The Nigerian representative of MEEGIT AVERY HARDOLL, Ibinabo Reginald Gogo-Peters who is the concessionaire for the Federal Airports Authority of Nigeria, FAAN, charged with collecting fuel surcharges, harped on why price of aviation fuel remains on the high side. “It is sad that Nigeria, an oil producing country does not refine oil. We import oil from foreign countries. Now, if you import refined aviation fuel, the prices cannot be static or controlled,” he said. Deba Uwadine, an aviation consultant, holds a similar view. To him, local refining of JET A1 remains the only solution. Since marketers are out to make profits on imports, they will always dictate fuel price unchecked.

Jet A1 price is not fixed and attracts no subsidy whatsoever, unlike petrol and kerosene. So the prices are subject to constant fluctuation, sadly always upward. Airlines in some other countries are not having it so rough because they have plants that refine jet fuel. Such countries include the United States, US, Russia, South Africa and even Ghana. And airlines operating from these countries have no hopeless story of survival to tell.
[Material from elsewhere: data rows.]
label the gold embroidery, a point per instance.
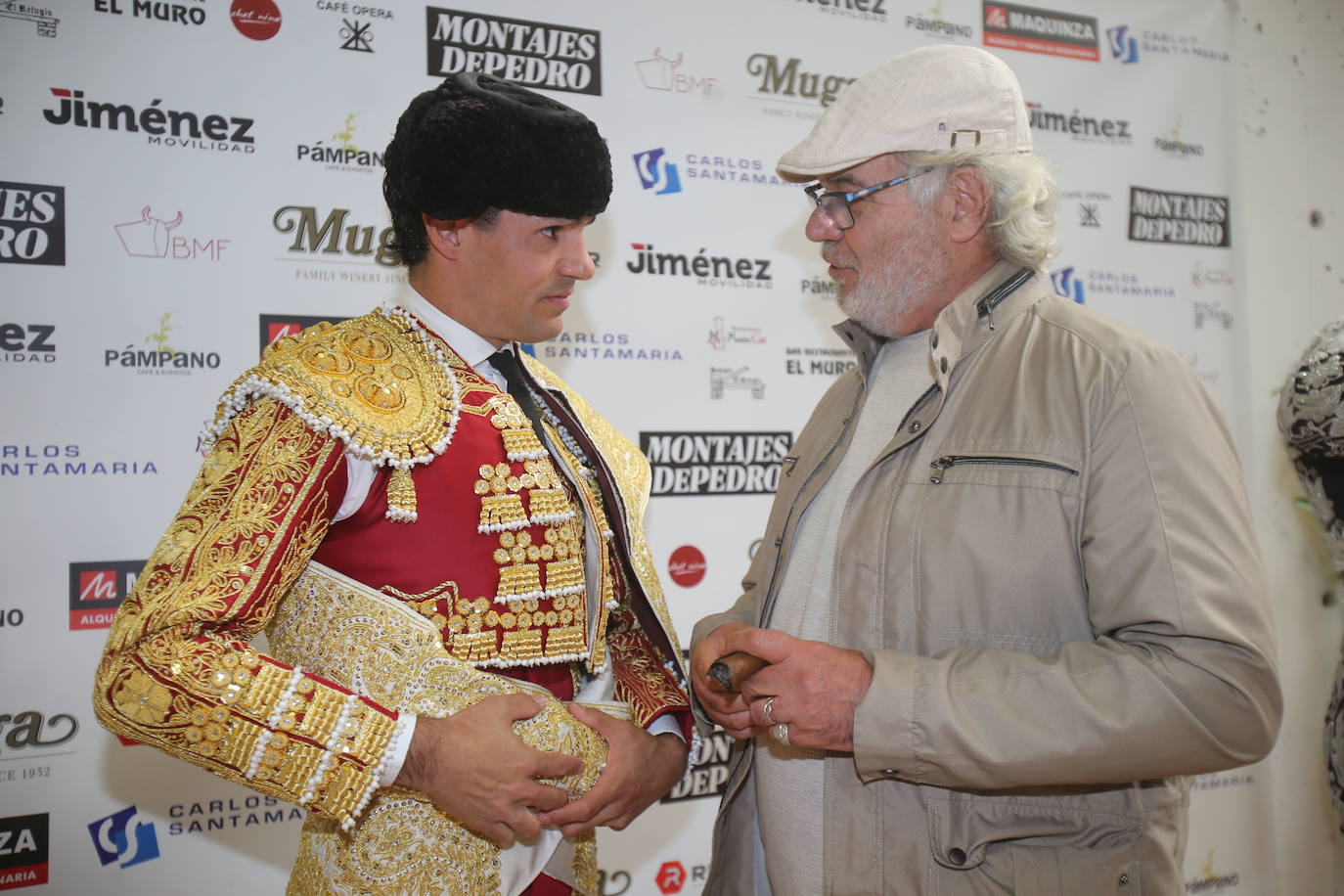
(143, 698)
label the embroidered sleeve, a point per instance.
(178, 672)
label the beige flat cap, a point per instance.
(926, 100)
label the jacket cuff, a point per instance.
(884, 719)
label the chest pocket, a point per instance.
(996, 557)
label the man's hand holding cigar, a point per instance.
(805, 692)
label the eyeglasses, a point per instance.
(836, 205)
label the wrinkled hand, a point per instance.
(640, 767)
(477, 770)
(815, 686)
(728, 709)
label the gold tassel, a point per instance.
(401, 496)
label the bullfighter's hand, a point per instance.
(477, 770)
(640, 767)
(815, 687)
(728, 709)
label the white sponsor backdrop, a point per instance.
(176, 247)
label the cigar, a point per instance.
(732, 670)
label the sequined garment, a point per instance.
(470, 525)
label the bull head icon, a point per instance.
(148, 237)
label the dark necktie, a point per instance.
(507, 364)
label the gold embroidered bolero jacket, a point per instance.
(179, 672)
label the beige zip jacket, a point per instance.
(1053, 572)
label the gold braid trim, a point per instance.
(374, 644)
(176, 670)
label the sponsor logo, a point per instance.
(255, 19)
(356, 35)
(1172, 146)
(1176, 45)
(870, 10)
(1081, 128)
(787, 83)
(819, 287)
(1067, 284)
(1211, 313)
(1118, 283)
(715, 463)
(1122, 45)
(656, 172)
(687, 565)
(1210, 277)
(344, 155)
(97, 589)
(335, 240)
(31, 729)
(24, 844)
(933, 24)
(1048, 31)
(660, 72)
(534, 54)
(607, 880)
(46, 23)
(27, 342)
(32, 223)
(162, 126)
(708, 771)
(818, 362)
(723, 335)
(160, 359)
(230, 814)
(124, 838)
(663, 176)
(1089, 204)
(277, 327)
(734, 378)
(183, 14)
(604, 345)
(1210, 880)
(64, 460)
(152, 237)
(1189, 219)
(708, 270)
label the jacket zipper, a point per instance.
(956, 460)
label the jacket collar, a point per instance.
(970, 319)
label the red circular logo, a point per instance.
(687, 565)
(255, 19)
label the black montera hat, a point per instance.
(477, 143)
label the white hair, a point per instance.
(1024, 201)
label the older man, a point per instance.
(1008, 590)
(442, 544)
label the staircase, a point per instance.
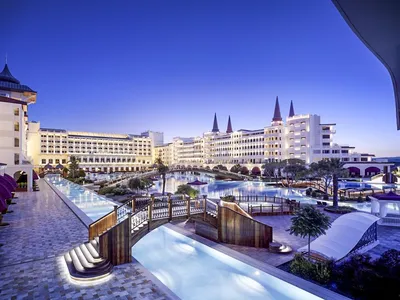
(84, 262)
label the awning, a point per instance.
(7, 184)
(11, 180)
(5, 192)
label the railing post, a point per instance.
(150, 212)
(205, 207)
(188, 208)
(115, 219)
(169, 208)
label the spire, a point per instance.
(229, 128)
(215, 125)
(277, 112)
(6, 75)
(291, 111)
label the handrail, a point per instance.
(250, 218)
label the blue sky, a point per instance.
(129, 66)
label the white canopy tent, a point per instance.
(343, 236)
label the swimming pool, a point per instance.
(92, 204)
(193, 270)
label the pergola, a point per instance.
(380, 202)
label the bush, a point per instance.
(340, 209)
(229, 198)
(106, 190)
(317, 271)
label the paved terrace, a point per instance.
(42, 228)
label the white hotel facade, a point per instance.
(25, 146)
(301, 136)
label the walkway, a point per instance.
(42, 228)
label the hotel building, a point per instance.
(300, 136)
(95, 151)
(14, 101)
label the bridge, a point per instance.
(228, 174)
(111, 237)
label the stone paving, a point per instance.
(42, 228)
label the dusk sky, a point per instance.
(130, 66)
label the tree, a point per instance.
(73, 167)
(162, 170)
(244, 171)
(309, 222)
(146, 183)
(294, 168)
(236, 168)
(140, 184)
(135, 184)
(187, 190)
(330, 170)
(270, 167)
(81, 173)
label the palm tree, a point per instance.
(162, 170)
(309, 222)
(330, 170)
(73, 166)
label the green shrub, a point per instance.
(106, 190)
(229, 198)
(317, 271)
(302, 267)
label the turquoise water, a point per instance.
(215, 189)
(194, 271)
(92, 204)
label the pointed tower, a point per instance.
(229, 128)
(277, 112)
(215, 125)
(291, 110)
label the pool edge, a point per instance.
(280, 274)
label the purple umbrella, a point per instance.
(11, 180)
(3, 204)
(197, 182)
(5, 192)
(5, 182)
(388, 196)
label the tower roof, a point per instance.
(10, 83)
(291, 110)
(6, 75)
(229, 128)
(215, 125)
(277, 111)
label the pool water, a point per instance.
(93, 205)
(193, 270)
(215, 189)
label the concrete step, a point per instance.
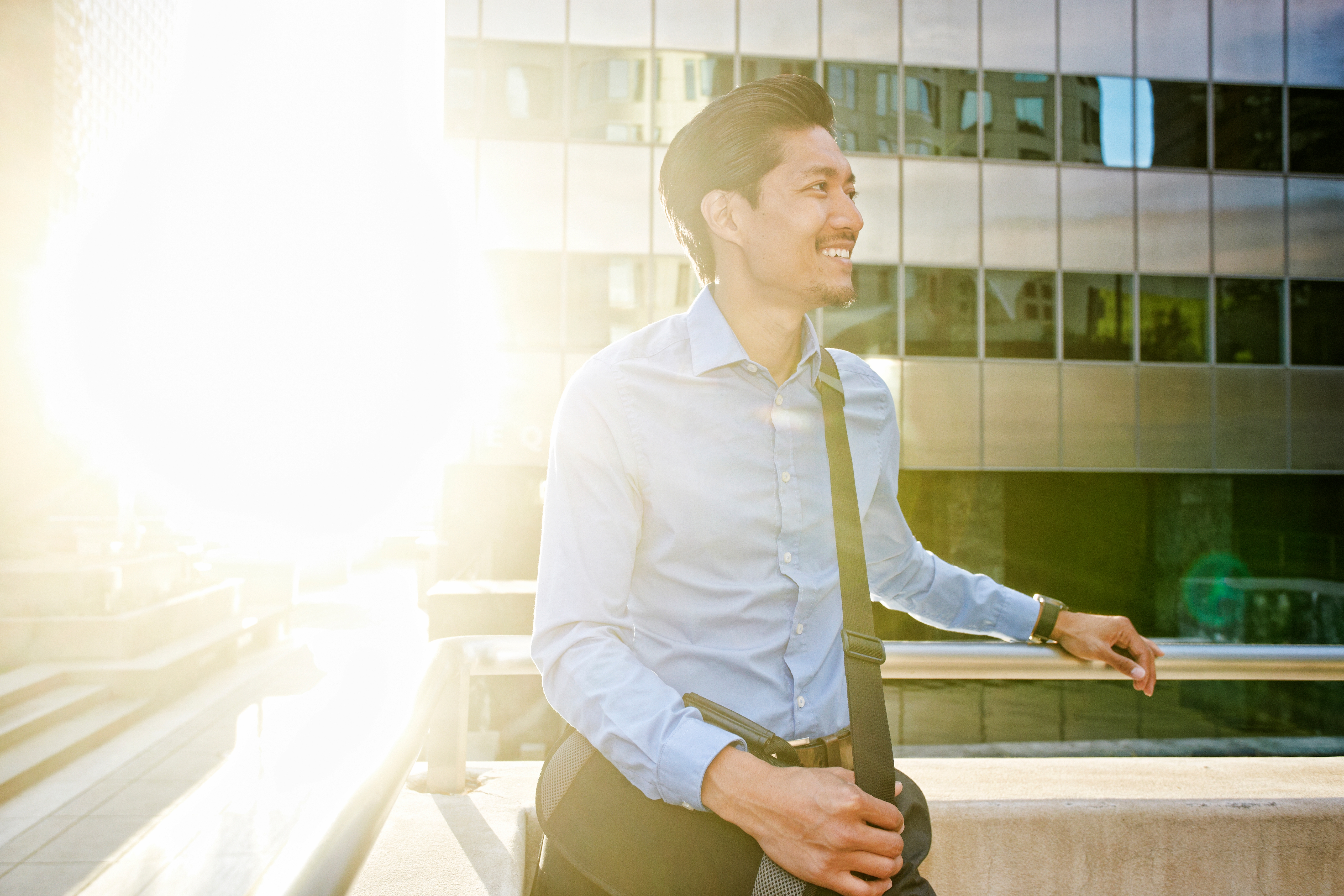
(46, 710)
(40, 756)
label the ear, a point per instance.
(718, 210)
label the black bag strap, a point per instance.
(865, 653)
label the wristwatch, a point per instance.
(1050, 610)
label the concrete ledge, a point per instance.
(1159, 827)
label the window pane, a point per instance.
(941, 213)
(1318, 323)
(1249, 324)
(1173, 322)
(685, 84)
(862, 32)
(605, 301)
(1315, 42)
(756, 69)
(940, 312)
(1019, 313)
(1095, 37)
(1019, 214)
(934, 100)
(1248, 128)
(526, 288)
(1019, 116)
(1316, 131)
(941, 33)
(1097, 229)
(611, 95)
(1249, 41)
(1173, 124)
(1173, 222)
(1018, 34)
(1099, 120)
(705, 25)
(1173, 39)
(779, 27)
(522, 91)
(1315, 223)
(866, 104)
(1099, 318)
(1248, 225)
(869, 327)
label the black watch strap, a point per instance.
(1050, 610)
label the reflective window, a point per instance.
(1249, 322)
(1019, 313)
(941, 312)
(869, 327)
(611, 95)
(1248, 128)
(526, 288)
(685, 84)
(1316, 131)
(1249, 41)
(522, 91)
(605, 301)
(756, 68)
(867, 105)
(1171, 124)
(1316, 311)
(1019, 111)
(941, 112)
(1099, 120)
(1099, 320)
(1095, 37)
(1173, 319)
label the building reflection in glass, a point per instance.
(941, 112)
(611, 95)
(869, 327)
(1019, 313)
(1099, 120)
(1173, 319)
(941, 312)
(1249, 322)
(1099, 320)
(1019, 111)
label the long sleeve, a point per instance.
(584, 633)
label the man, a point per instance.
(687, 539)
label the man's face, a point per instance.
(800, 236)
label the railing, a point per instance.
(441, 702)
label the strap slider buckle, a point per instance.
(862, 647)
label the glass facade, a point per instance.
(1052, 182)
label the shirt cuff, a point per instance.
(685, 758)
(1018, 616)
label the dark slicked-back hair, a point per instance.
(732, 144)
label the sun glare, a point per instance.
(265, 311)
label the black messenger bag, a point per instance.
(631, 846)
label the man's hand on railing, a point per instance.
(1093, 637)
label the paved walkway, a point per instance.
(212, 792)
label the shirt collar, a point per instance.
(714, 344)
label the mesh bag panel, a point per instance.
(773, 881)
(561, 772)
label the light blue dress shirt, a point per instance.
(689, 546)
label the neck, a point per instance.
(768, 326)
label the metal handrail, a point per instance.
(441, 702)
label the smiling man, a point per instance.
(689, 542)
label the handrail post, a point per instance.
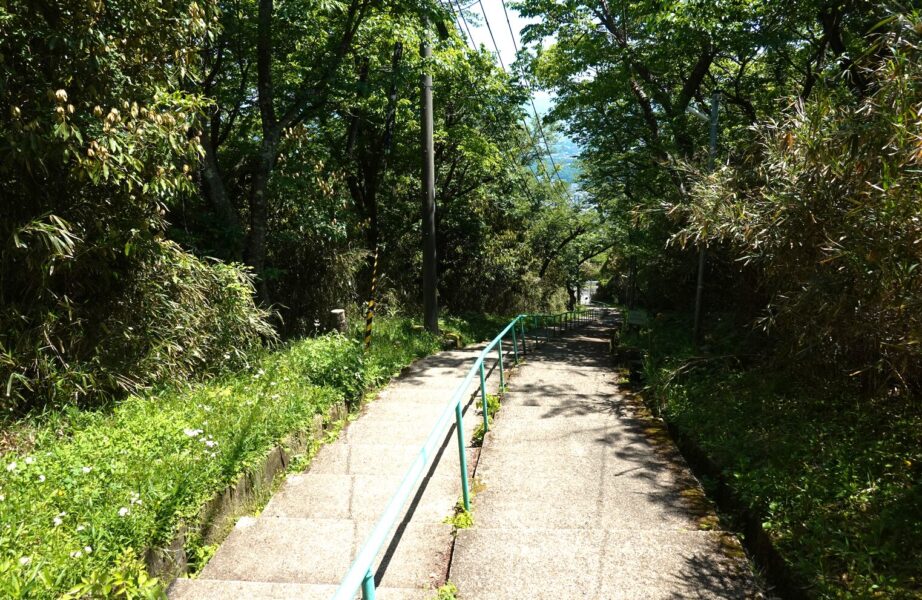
(459, 425)
(368, 586)
(524, 338)
(502, 376)
(483, 399)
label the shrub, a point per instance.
(827, 209)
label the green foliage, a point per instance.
(87, 492)
(97, 140)
(840, 175)
(461, 519)
(834, 476)
(172, 317)
(449, 591)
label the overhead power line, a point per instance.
(470, 41)
(499, 56)
(541, 134)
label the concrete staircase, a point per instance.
(579, 503)
(304, 541)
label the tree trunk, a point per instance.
(259, 212)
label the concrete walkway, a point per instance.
(306, 538)
(580, 503)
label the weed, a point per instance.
(834, 477)
(447, 592)
(461, 518)
(93, 489)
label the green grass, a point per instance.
(836, 478)
(493, 406)
(84, 493)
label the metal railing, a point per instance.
(361, 573)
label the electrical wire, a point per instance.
(470, 41)
(541, 134)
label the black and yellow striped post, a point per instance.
(370, 313)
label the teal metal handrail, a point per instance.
(360, 574)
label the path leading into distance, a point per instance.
(583, 499)
(578, 498)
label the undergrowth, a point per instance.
(836, 476)
(83, 493)
(493, 405)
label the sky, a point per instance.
(564, 151)
(504, 40)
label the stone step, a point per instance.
(291, 550)
(548, 382)
(570, 503)
(361, 497)
(341, 458)
(610, 564)
(411, 430)
(196, 589)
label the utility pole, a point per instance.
(712, 155)
(430, 274)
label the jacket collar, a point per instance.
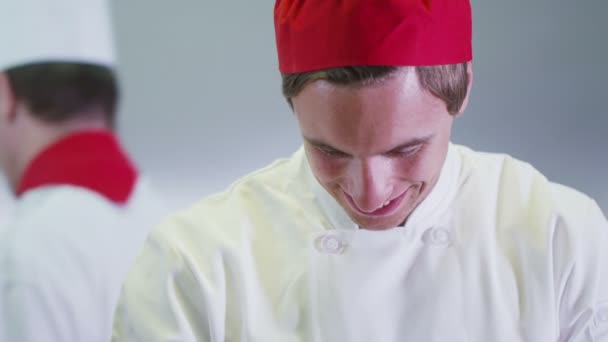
(91, 159)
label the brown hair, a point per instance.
(58, 92)
(447, 82)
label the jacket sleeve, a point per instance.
(45, 311)
(583, 301)
(165, 298)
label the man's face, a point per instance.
(377, 149)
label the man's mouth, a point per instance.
(387, 208)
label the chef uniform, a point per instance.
(495, 252)
(82, 211)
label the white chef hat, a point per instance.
(55, 31)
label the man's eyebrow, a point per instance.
(321, 144)
(407, 144)
(412, 142)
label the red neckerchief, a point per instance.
(93, 160)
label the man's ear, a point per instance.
(8, 102)
(465, 103)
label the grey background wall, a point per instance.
(202, 102)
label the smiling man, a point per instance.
(378, 229)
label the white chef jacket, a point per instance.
(63, 258)
(494, 253)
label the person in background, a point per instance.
(82, 210)
(378, 228)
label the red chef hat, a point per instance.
(321, 34)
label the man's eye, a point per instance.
(407, 152)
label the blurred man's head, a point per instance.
(56, 76)
(375, 87)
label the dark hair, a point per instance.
(57, 92)
(447, 82)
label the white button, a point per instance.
(437, 236)
(330, 243)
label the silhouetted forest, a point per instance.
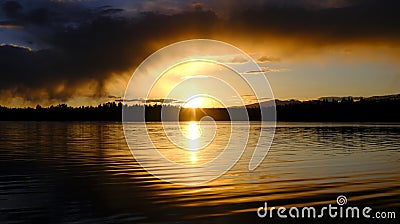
(347, 109)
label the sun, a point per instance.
(202, 102)
(197, 102)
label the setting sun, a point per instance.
(197, 102)
(201, 102)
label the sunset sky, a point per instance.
(84, 52)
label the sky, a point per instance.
(85, 52)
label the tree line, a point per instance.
(345, 110)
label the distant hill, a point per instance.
(326, 99)
(331, 109)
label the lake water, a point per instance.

While Nigerian airlines are replete with downside tales, some foreign operators sing a different tune in terms of their balance sheets. Delta Airlines, for example, has declared that year 2010 has been its most profitable year in a decade, with its net income by the second quarter of the year (June) standing at $549mn. The airline has decided to earmark $90mn of this amount to profit sharing. This feat was achievable courtesy of Delta’s operating revenue rising to $1.2bn, a 17 per cent leap over what entered its coffers last year within a corresponding period.

Unfortunately for Nigerian airlines, fare increase is not exactly the best or easiest option anymore, due to stiff competition among the operators. Worse still, there does not seem to be working in tandem. For instance, the bailout proposal that government eventually approved was initially thumbed down by Arik Air, which preferred a more level playing ground, despite its huge debt portfolio. Of course, it is bigger than most, if not all its competitors, operates the most routes and enjoys higher passenger traffic.